The Alignment Newsletter #6: 05/14/18

Rohin Shah

Highlights

Thoughts on AI Safety via Debate (Vaniver): Vaniver has played several debate games on the website and wrote up some of his experiences. He ended up more optimistic about debate, but still worries that the success of the technique relies on the toy examples being toy.

My opinion: I haven't played the particular debate game that OpenAI released, and so it was interesting to see what sort of strategies emerged. It was initially quite unintuitive to me how debate picks out a particular path in an argument tree, and I think if reading about particular concrete examples (as in this post) would have helped.

Prerequisities: AI safety via debate

Technical AI alignment

Problems

Classiﬁcation of global catastrophic risks connected with artiﬁcial intelligence (Alexey Turchin et al)

Scalable oversight

Thoughts on AI Safety via Debate (Vaniver): Summarized in the highlights!

Thoughts on "AI safety via debate" (gworley)

Miscellaneous (Alignment)

Open question: are minimal circuits daemon-free? (Paul Christiano): One issue that may arise with an advanced AI agent is that during training we may end up with a part of the AI system developing into a "daemon" -- a consequentialist agent that is optimizing a different goal. This goal may useful as a subcomponent for our AI, but the daemon may grow in power and end up causing the system to optimize for the subgoal. This could lead to catastrophic outcomes, even if we have specified a reward function that encodes human values to the top-level AI.

In this post, Paul suggests that these issues would likely go away if we choose the fastest program to solve our subgoal. Intuitively, for any daemon that arises as a solution to our problem, for it to cause a bad outcome it must be carrying out complicated reasoning to figure out whether or not to solve the problem honestly or to try to mislead us, and so we could get a faster program by just not doing that part of the computation. He proposes a particular formalization and poses it as an open question -- if we always choose the minimal (in size) boolean circuit that solves our problem, can a daemon ever arise?

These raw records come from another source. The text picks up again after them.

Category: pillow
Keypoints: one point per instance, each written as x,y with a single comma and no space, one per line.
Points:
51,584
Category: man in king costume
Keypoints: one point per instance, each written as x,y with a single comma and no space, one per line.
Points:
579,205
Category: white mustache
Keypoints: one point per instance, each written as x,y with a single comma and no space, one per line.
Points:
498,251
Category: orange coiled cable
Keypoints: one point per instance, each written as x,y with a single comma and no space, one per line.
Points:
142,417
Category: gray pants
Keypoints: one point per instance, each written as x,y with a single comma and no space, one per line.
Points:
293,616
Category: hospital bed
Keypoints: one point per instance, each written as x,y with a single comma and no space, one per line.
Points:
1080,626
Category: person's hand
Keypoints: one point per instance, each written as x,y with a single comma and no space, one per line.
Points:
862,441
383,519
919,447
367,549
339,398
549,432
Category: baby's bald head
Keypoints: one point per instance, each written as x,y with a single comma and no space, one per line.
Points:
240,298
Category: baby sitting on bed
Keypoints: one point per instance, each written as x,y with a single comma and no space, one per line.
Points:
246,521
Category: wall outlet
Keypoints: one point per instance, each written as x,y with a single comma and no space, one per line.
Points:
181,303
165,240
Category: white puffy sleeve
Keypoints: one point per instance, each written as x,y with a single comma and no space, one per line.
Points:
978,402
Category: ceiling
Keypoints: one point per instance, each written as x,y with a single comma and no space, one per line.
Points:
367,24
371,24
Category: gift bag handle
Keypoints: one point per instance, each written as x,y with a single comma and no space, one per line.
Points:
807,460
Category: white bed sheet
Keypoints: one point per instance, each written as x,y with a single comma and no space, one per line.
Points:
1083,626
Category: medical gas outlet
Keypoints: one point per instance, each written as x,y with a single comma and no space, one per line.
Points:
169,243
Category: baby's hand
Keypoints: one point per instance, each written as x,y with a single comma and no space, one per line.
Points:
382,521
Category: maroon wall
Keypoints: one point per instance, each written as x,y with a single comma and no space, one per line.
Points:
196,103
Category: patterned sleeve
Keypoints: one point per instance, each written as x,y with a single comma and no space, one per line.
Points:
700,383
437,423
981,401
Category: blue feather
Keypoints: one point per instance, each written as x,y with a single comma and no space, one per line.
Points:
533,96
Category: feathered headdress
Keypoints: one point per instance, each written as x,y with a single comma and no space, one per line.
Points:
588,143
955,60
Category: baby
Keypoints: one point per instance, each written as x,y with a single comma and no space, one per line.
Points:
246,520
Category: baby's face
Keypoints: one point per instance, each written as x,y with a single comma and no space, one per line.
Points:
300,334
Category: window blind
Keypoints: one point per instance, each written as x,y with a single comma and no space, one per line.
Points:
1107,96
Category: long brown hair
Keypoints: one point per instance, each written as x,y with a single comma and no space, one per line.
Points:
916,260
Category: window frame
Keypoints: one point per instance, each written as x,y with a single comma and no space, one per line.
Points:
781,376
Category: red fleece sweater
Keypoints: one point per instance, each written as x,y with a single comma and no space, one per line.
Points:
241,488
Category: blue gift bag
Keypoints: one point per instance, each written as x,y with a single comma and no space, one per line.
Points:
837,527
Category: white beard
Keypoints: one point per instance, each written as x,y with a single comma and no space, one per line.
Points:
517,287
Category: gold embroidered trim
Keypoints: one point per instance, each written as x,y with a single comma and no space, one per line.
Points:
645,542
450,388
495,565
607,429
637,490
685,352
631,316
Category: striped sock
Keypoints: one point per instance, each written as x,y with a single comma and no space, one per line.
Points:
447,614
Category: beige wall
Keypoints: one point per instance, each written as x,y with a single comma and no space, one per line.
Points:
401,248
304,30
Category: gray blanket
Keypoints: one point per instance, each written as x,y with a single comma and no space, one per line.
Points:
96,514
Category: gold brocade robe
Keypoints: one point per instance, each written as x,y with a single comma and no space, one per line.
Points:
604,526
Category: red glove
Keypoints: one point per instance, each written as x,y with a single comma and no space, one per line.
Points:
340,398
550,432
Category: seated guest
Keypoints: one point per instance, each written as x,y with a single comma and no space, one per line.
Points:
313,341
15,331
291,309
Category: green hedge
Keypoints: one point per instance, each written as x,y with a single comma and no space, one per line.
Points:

My opinion: I still don't know what to think about daemons -- they do seem to be a problem in Solomonoff induction, but they seem unlikely to arise in the kinds of neural nets we have today (but could arise in larger ones). I would love to see more clarity around daemons, especially since the vast majority of current research would not solve this problem, since it is a problem with the training process and not the training signal.

Prerequisities: Optimization daemons

AI strategy and policy

To stay ahead of Chinese AI, senators want new commission (Aaron Mehta)

AI capabilities

Deep learning

Dynamic Control Flow in Large-Scale Machine Learning (Yuan Yu et al)

Exploring the Limits of Weakly Supervised Pretraining (Dhruv Mahajan et al)

News

Self-driving cars are here (Andrew Ng): Drive.ai will offer a self-driving car service for public use in Frisco, Texas starting in July, 2018. The post goes into details of how the cars will be rolled out, and some plans for how to make them easier for humans to interact with.